Karar, davacılar vekili ve davalılardan Tapu Kadastro Müdürlüğü vekili tarafından süresinde temyiz edilmiş olmakla; Tetkik Hakimi raporu okundu, düşüncesi alındı.
Dosya incelendi gereği görüşülüp düşünüldü: K: Dava, imar uygulaması sonucu oluşan imar parsellerinin iptal ve tescili isteğine ilişkindir.
Mahkemece, imar uygulamasının idari yargı yerinde iptal edildiğinden sözedilerek, karar verilmesine yer olmadığına şeklinde hüküm kurulmuştur.
Bilindiği üzere, kadastral parsellerin imar uygulamasına tabi tutulması halinde kadastral kayıtların iptal edilerek imar parsellerine dönüştürüldüğü ve yeni sicillerin oluşturulduğu kuşkusuzdur. Davaya konu edilen tapu kaydını oluşturan işlemin kesinleşen idari yargı kararıyla ortadan kaldırılması halinde, tapu kaydı kendiliğinden hükümsüz hale gelmez. Kesinleşen bu idari karar, ilgilisine kadastral sicilin ihyası (kadastral duruma dönülmesi) için talep ve dava hakkı verir.

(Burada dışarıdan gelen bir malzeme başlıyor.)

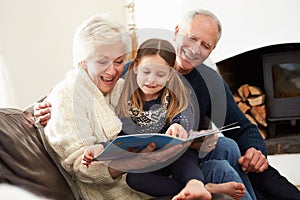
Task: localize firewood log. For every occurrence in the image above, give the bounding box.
[258,126,268,139]
[248,85,263,96]
[238,102,251,114]
[237,84,250,101]
[233,93,242,103]
[250,105,267,127]
[247,94,265,106]
[234,84,268,139]
[245,113,258,125]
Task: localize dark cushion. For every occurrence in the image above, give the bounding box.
[0,107,77,199]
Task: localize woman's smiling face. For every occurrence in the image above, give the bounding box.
[85,41,125,94]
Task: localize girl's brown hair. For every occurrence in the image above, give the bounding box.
[116,38,190,123]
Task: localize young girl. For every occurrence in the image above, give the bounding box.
[83,38,247,200]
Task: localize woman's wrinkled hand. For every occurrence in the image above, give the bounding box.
[33,101,52,126]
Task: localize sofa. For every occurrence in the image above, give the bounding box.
[0,105,79,199]
[0,104,236,200]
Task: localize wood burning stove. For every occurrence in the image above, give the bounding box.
[262,50,300,136]
[217,43,300,137]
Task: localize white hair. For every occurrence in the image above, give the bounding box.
[180,9,222,43]
[72,14,132,68]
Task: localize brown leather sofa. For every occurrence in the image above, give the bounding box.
[0,106,79,199]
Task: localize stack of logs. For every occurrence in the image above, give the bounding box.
[233,84,268,139]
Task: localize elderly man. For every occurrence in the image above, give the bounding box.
[171,9,300,200]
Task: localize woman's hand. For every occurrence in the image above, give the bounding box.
[33,101,52,126]
[165,123,188,139]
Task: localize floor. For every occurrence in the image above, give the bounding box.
[265,121,300,186]
[268,153,300,186]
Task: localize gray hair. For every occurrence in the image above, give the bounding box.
[180,9,222,43]
[72,14,131,68]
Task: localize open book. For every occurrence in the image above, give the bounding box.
[96,123,240,161]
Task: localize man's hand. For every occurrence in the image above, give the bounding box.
[33,101,52,126]
[238,147,268,173]
[190,130,218,152]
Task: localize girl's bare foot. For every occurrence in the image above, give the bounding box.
[172,179,212,200]
[205,182,245,200]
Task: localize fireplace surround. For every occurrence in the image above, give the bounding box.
[216,43,300,137]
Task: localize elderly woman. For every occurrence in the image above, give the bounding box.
[43,14,184,200]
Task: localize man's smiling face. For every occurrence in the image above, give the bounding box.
[174,14,219,74]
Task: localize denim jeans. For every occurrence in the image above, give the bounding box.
[200,137,257,200]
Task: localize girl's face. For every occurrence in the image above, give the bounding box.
[134,54,171,101]
[85,41,125,94]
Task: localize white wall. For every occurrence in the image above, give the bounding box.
[1,0,300,109]
[0,0,127,109]
[135,0,300,62]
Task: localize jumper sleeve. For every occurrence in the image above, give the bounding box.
[44,75,120,186]
[171,106,195,132]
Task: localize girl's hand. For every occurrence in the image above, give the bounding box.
[82,144,105,168]
[82,149,94,168]
[165,123,188,139]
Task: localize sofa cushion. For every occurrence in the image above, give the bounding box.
[0,108,76,199]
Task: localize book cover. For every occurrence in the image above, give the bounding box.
[96,123,240,161]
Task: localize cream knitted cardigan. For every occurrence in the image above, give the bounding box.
[44,68,149,200]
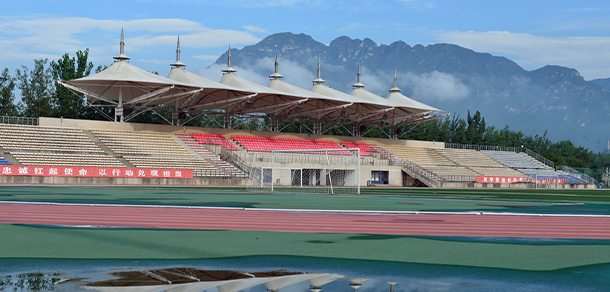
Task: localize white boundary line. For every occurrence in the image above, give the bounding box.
[2,200,610,218]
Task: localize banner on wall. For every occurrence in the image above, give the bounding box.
[0,165,193,179]
[476,176,566,184]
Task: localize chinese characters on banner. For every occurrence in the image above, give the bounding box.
[476,176,567,184]
[0,166,193,179]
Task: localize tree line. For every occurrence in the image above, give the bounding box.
[1,50,609,175]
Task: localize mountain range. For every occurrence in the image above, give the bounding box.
[213,32,610,152]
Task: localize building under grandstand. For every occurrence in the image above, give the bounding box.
[0,31,598,190]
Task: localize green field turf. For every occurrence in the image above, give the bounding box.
[1,185,610,272]
[2,224,610,271]
[1,185,610,213]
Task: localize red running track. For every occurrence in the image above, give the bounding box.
[1,202,610,239]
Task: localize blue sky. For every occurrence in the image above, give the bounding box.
[2,0,610,81]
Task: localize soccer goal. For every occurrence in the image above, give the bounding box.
[246,148,361,195]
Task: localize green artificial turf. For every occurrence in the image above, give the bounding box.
[2,185,610,273]
[3,224,610,271]
[1,186,610,214]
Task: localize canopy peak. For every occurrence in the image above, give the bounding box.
[312,57,326,85]
[269,53,284,79]
[113,28,131,61]
[222,45,237,74]
[389,68,401,93]
[352,64,365,89]
[170,36,186,68]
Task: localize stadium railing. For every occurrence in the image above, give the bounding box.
[0,116,38,126]
[445,143,555,169]
[372,145,441,187]
[560,165,599,185]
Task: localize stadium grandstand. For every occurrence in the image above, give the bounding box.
[0,30,596,189]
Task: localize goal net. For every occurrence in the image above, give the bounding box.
[246,148,361,195]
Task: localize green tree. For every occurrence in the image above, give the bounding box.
[465,110,485,144]
[0,68,19,116]
[50,49,94,119]
[16,59,55,118]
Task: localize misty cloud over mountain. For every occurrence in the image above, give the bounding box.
[200,32,609,152]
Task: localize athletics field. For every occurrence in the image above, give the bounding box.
[1,186,610,291]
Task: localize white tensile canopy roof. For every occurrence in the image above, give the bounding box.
[388,89,440,112]
[309,61,391,123]
[267,55,352,120]
[351,67,437,124]
[60,31,202,108]
[61,60,203,107]
[221,73,307,115]
[219,48,307,115]
[59,30,448,131]
[167,67,255,111]
[386,69,449,125]
[312,83,391,123]
[165,38,255,113]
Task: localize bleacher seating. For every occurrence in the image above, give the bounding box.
[341,141,375,156]
[177,133,247,177]
[0,124,123,167]
[232,135,345,153]
[519,168,588,184]
[423,166,479,178]
[175,134,217,158]
[12,152,124,168]
[380,145,456,166]
[210,158,248,178]
[481,150,573,180]
[191,133,241,151]
[380,145,536,181]
[482,151,550,169]
[124,156,215,170]
[0,124,105,153]
[93,129,224,173]
[0,156,9,165]
[92,129,193,156]
[469,167,526,177]
[557,171,588,184]
[435,149,505,168]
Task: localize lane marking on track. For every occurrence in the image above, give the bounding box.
[1,200,610,218]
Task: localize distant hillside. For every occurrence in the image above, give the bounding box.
[215,32,610,152]
[590,78,610,91]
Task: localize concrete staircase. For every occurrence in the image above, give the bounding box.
[175,133,247,177]
[83,130,133,168]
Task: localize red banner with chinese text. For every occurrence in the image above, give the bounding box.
[0,165,193,179]
[476,176,566,184]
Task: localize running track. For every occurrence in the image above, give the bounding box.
[1,202,610,239]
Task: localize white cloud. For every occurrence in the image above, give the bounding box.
[195,56,315,89]
[434,30,610,79]
[360,67,392,96]
[0,16,260,67]
[128,30,259,50]
[403,70,470,101]
[243,25,267,33]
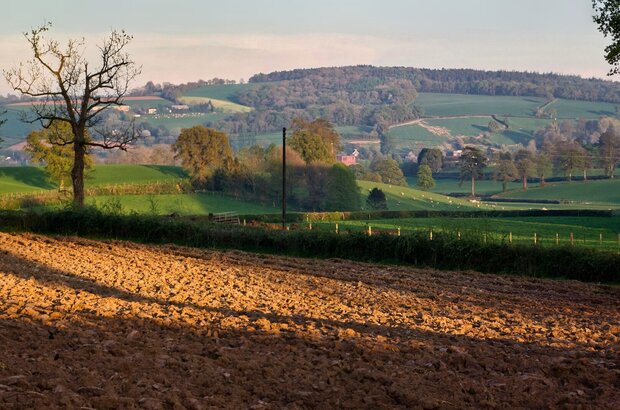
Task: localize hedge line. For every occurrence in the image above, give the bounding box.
[0,209,617,283]
[243,209,613,223]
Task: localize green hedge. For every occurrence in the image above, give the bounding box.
[243,209,614,223]
[0,209,617,283]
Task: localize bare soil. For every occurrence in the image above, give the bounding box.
[0,232,618,409]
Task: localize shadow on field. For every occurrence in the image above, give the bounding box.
[2,239,620,408]
[1,254,618,409]
[0,167,55,190]
[143,165,188,179]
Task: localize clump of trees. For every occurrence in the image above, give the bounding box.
[173,121,360,211]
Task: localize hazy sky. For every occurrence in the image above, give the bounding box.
[0,0,613,93]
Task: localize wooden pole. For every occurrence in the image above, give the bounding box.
[429,229,433,241]
[599,233,603,245]
[509,232,512,245]
[397,227,401,236]
[282,127,287,230]
[335,223,339,234]
[555,233,559,245]
[368,225,372,236]
[570,232,574,245]
[534,232,537,245]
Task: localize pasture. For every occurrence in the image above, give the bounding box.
[499,178,620,207]
[415,93,545,117]
[312,215,620,250]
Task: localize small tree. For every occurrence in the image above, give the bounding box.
[493,159,518,192]
[488,120,502,134]
[459,146,487,197]
[325,163,361,211]
[416,164,436,191]
[599,127,620,177]
[366,187,388,210]
[514,149,535,190]
[4,23,140,207]
[370,158,407,186]
[535,152,553,187]
[173,126,233,184]
[26,121,93,190]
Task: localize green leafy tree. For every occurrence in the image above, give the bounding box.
[514,149,535,190]
[370,158,407,186]
[492,158,518,192]
[593,0,620,75]
[416,164,436,191]
[173,126,233,184]
[417,148,443,173]
[291,118,342,153]
[288,130,333,164]
[26,122,93,190]
[535,152,553,187]
[459,146,487,197]
[556,142,586,182]
[366,187,387,210]
[349,164,382,183]
[4,23,140,207]
[325,163,360,211]
[599,126,620,177]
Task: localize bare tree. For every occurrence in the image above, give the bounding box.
[4,23,141,206]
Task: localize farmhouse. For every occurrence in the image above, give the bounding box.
[337,153,357,166]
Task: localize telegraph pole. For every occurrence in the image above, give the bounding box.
[282,127,286,229]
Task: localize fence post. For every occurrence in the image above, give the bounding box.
[457,231,461,241]
[397,227,401,237]
[509,232,512,245]
[570,232,574,246]
[308,223,312,231]
[483,233,487,243]
[368,225,372,236]
[534,233,537,245]
[335,223,339,234]
[555,233,559,245]
[243,219,246,226]
[600,233,603,245]
[429,229,433,241]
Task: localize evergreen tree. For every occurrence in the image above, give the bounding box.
[366,187,388,210]
[325,163,361,211]
[416,164,436,191]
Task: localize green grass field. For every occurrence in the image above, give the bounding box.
[0,165,188,194]
[407,176,524,195]
[312,215,620,250]
[140,112,229,131]
[183,84,257,102]
[416,93,545,117]
[499,178,620,207]
[549,98,617,119]
[387,123,449,148]
[88,193,279,216]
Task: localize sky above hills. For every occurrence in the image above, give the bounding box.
[0,0,614,93]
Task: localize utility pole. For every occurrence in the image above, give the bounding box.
[282,127,286,229]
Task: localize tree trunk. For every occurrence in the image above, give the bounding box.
[471,175,475,198]
[72,142,86,208]
[502,181,507,192]
[540,175,546,187]
[522,175,527,190]
[583,169,587,182]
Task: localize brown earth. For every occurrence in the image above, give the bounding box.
[0,232,619,409]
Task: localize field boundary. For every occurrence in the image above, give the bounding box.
[0,209,617,283]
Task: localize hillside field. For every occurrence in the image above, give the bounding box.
[0,232,618,408]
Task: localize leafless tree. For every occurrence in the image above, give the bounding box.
[4,23,141,206]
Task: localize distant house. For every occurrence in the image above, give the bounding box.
[171,104,190,111]
[337,154,357,166]
[447,150,463,158]
[147,108,157,115]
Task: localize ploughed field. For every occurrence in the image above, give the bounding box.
[0,233,619,409]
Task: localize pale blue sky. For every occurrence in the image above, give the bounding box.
[0,0,613,93]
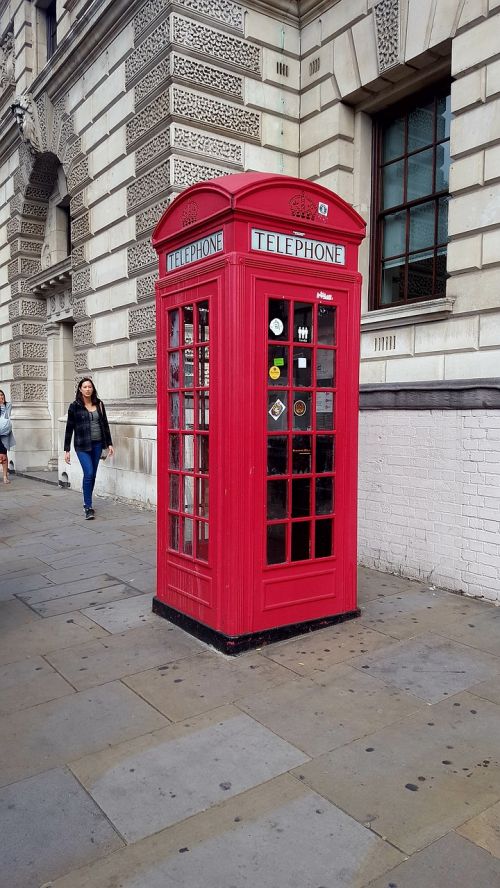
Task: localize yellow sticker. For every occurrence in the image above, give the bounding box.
[269,365,281,380]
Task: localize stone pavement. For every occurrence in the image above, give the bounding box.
[1,477,500,888]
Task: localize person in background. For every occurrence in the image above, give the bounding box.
[0,389,15,484]
[64,377,114,519]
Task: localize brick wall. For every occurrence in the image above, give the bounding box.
[358,409,500,602]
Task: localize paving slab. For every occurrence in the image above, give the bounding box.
[82,593,156,633]
[365,831,500,888]
[123,650,295,721]
[32,583,141,618]
[260,622,396,675]
[70,706,309,842]
[348,633,500,703]
[40,556,145,585]
[0,598,41,629]
[469,676,500,707]
[293,691,500,854]
[18,573,129,606]
[0,655,74,715]
[237,663,427,757]
[48,775,403,888]
[107,565,156,594]
[0,767,123,888]
[358,566,429,602]
[0,612,108,666]
[0,680,168,787]
[456,799,500,858]
[45,622,202,689]
[0,572,54,600]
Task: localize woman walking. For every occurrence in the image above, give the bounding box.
[0,390,15,484]
[64,377,114,519]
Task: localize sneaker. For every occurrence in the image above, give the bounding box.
[85,508,95,520]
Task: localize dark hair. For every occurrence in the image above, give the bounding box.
[75,377,99,406]
[0,390,6,404]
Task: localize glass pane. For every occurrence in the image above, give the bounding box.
[409,201,435,253]
[316,436,334,473]
[267,523,286,565]
[198,392,209,430]
[292,391,312,431]
[198,346,209,386]
[196,521,209,562]
[408,101,434,152]
[267,480,287,519]
[407,253,433,300]
[184,475,194,514]
[183,435,194,471]
[437,94,451,140]
[267,436,287,475]
[435,250,447,294]
[292,478,310,517]
[317,305,336,345]
[315,519,333,558]
[268,345,288,386]
[183,393,194,430]
[183,349,194,387]
[169,393,179,429]
[169,434,180,469]
[383,211,406,258]
[436,141,450,192]
[407,149,433,201]
[198,435,209,474]
[294,302,313,343]
[268,299,288,340]
[169,514,179,550]
[291,521,310,561]
[197,301,209,341]
[382,159,404,209]
[316,477,333,515]
[197,477,209,518]
[316,350,335,387]
[293,347,312,387]
[183,305,194,344]
[169,309,179,347]
[437,196,449,244]
[292,435,312,474]
[316,392,334,430]
[169,473,179,511]
[182,517,193,555]
[381,259,405,305]
[383,116,405,161]
[169,352,179,388]
[268,392,288,431]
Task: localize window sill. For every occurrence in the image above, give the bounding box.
[361,297,455,331]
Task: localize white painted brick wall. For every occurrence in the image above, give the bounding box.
[358,409,500,602]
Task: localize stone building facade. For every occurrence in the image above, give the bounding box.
[0,0,499,600]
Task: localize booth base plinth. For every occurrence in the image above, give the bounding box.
[152,597,361,655]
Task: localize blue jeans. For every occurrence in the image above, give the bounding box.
[76,443,103,508]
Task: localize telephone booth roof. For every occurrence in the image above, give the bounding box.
[152,172,366,254]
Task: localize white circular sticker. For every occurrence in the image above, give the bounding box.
[269,318,284,336]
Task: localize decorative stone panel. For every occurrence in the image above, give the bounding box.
[71,212,91,243]
[9,298,46,322]
[173,125,243,165]
[136,130,171,171]
[126,19,171,85]
[134,60,169,107]
[171,53,243,99]
[12,199,48,220]
[136,199,168,236]
[70,191,86,216]
[10,279,30,297]
[74,320,95,348]
[47,289,74,322]
[127,92,170,149]
[72,245,87,268]
[136,271,157,301]
[129,303,156,336]
[74,351,89,373]
[11,321,46,340]
[73,297,88,321]
[9,238,43,257]
[374,0,400,72]
[6,217,45,240]
[172,156,229,187]
[68,158,91,194]
[8,257,41,281]
[137,338,157,362]
[172,87,260,139]
[10,340,47,362]
[13,363,47,379]
[172,15,260,74]
[129,367,157,397]
[12,382,48,402]
[127,161,170,212]
[127,241,157,275]
[72,267,92,295]
[134,0,243,38]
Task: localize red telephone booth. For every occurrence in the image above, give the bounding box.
[152,173,366,653]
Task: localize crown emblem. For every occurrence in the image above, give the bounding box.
[289,191,316,220]
[182,199,198,227]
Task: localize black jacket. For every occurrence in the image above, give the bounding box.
[64,400,113,452]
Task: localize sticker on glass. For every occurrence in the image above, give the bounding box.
[297,326,309,342]
[293,399,307,417]
[274,357,285,366]
[318,202,329,217]
[269,398,286,421]
[298,357,307,369]
[269,366,281,380]
[269,318,284,336]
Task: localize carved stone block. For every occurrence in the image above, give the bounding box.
[72,245,87,268]
[172,15,259,73]
[13,363,47,380]
[73,297,88,320]
[68,157,91,194]
[9,298,46,322]
[11,321,46,341]
[127,91,170,149]
[73,320,95,348]
[10,340,47,361]
[173,125,243,165]
[172,87,260,139]
[126,18,171,85]
[8,257,41,281]
[127,241,158,275]
[72,267,92,295]
[171,52,243,99]
[137,338,157,362]
[134,0,243,38]
[74,351,89,373]
[129,367,157,397]
[127,160,170,213]
[374,0,400,72]
[136,130,171,171]
[12,382,48,402]
[172,156,229,187]
[129,302,156,336]
[136,200,168,236]
[70,191,86,216]
[71,212,91,243]
[135,60,169,107]
[136,271,158,301]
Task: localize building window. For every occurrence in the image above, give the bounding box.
[46,0,57,58]
[371,86,451,309]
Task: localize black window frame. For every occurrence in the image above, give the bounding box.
[46,0,57,59]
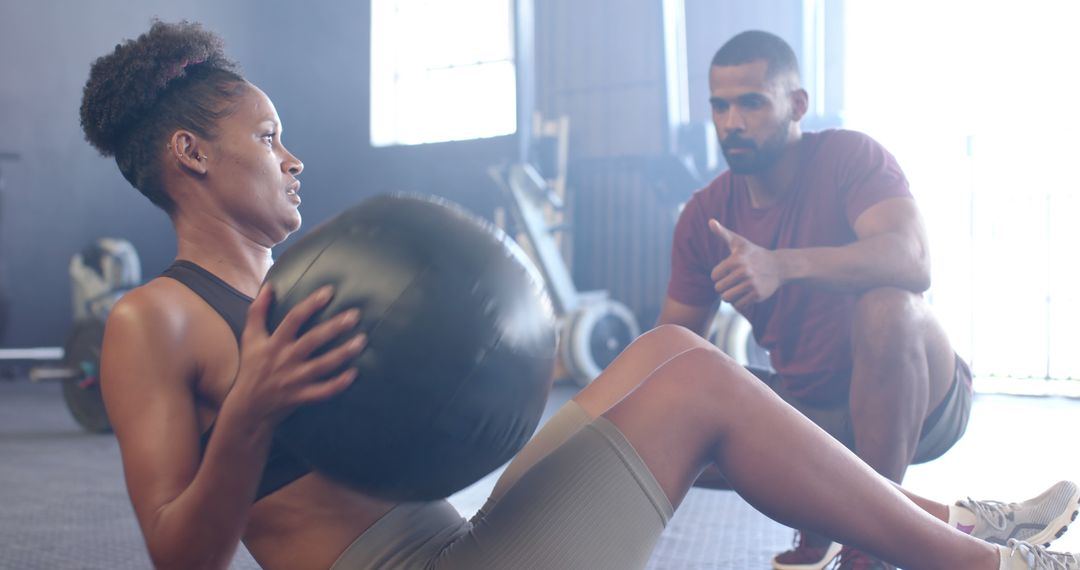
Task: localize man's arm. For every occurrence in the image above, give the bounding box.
[779,196,931,292]
[656,296,719,337]
[711,196,931,310]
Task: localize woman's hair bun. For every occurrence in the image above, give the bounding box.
[80,20,237,156]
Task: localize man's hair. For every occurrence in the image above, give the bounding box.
[710,30,801,85]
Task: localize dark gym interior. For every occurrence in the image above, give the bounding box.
[2,1,1078,568]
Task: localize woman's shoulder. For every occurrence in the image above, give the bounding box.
[106,276,222,350]
[111,277,197,323]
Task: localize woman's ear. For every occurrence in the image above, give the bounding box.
[168,130,209,175]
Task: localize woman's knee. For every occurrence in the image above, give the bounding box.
[644,323,713,349]
[623,324,714,363]
[639,346,758,409]
[574,325,716,416]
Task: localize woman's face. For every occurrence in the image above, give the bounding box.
[204,83,304,246]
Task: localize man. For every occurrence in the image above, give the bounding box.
[659,30,991,570]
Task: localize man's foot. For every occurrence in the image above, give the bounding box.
[957,481,1080,546]
[772,530,842,570]
[828,546,894,570]
[999,539,1080,569]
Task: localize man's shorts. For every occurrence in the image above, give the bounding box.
[749,354,973,464]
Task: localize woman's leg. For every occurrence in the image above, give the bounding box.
[602,343,999,570]
[488,325,962,533]
[482,325,708,507]
[901,487,950,522]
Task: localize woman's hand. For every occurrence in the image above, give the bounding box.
[229,284,366,425]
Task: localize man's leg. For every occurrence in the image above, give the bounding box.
[827,287,960,567]
[849,287,957,483]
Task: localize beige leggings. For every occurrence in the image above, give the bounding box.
[330,402,673,570]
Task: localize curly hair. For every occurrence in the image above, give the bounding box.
[79,20,246,212]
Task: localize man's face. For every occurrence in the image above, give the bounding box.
[708,60,799,175]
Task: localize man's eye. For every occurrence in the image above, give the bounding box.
[711,101,729,113]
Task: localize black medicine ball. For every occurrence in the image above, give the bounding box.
[264,193,557,501]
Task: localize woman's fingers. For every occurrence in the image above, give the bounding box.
[242,284,275,342]
[296,334,367,382]
[274,286,335,341]
[294,367,358,405]
[244,287,371,410]
[289,308,362,360]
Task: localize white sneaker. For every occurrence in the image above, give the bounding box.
[959,481,1080,547]
[1001,539,1080,569]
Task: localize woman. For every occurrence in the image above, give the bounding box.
[82,20,1077,570]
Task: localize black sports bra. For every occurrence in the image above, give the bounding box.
[162,260,310,501]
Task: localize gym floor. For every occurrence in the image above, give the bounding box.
[1,377,1077,569]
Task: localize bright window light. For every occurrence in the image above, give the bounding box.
[371,0,517,146]
[844,1,1080,383]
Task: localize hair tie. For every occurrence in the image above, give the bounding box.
[165,56,208,84]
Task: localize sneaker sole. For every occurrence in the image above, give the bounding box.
[1025,483,1080,547]
[771,541,842,570]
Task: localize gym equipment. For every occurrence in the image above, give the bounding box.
[489,162,640,386]
[59,238,140,432]
[60,318,109,432]
[11,238,142,433]
[708,303,772,371]
[69,238,141,321]
[265,193,558,502]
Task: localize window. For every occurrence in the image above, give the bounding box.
[843,1,1080,386]
[370,0,517,146]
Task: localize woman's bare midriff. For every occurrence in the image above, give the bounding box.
[244,473,398,570]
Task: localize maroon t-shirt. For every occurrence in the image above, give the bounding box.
[667,129,912,404]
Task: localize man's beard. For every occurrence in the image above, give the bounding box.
[720,121,790,175]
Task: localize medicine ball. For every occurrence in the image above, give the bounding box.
[265,193,558,501]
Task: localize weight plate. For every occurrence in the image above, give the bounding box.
[564,300,640,387]
[61,318,111,433]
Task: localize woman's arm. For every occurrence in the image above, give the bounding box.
[102,283,363,570]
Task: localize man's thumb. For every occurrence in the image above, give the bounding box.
[709,219,738,247]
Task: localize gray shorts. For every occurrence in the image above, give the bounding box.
[330,406,673,570]
[749,354,973,464]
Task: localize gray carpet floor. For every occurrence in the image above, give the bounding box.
[1,378,1077,569]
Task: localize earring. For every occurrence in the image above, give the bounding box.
[196,153,207,161]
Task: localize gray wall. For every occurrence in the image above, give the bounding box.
[0,1,259,346]
[535,0,669,158]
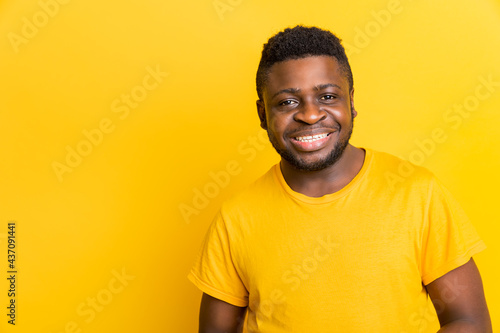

O halde, hukuki dayanağı kalmayan ve bu sebeple yolsuz tescil niteliğini taşıyan imar parsellerinin tapudaki kaydının iptali ile imar öncesi kadastral parsele dönüştürülmesine karar verilmesi gerekirken yazılı olduğu üzere hüküm kurulması isabetsizdir.
Ayrıca, imar şuyulandırma işlemine herhangi bir katılımı bulunmayan Tapu Sicil Müdürlüğüne davada husumet yönetilmesi de doğru değildir.
Davacı ve davalılardan Tapu Kadastro Genel Müdürlüğünün temyiz itirazları yerindedir.
SONUÇ: Kabulü ile hükmün açıklanan nedenlerden ötürü HUMK: nun 428. maddesi gereğince BOZULMASINA, peşin alınan harcın temyiz edene geri verilmesine, 18.2.2004 tarihinde oybirliğiyle karar verildi.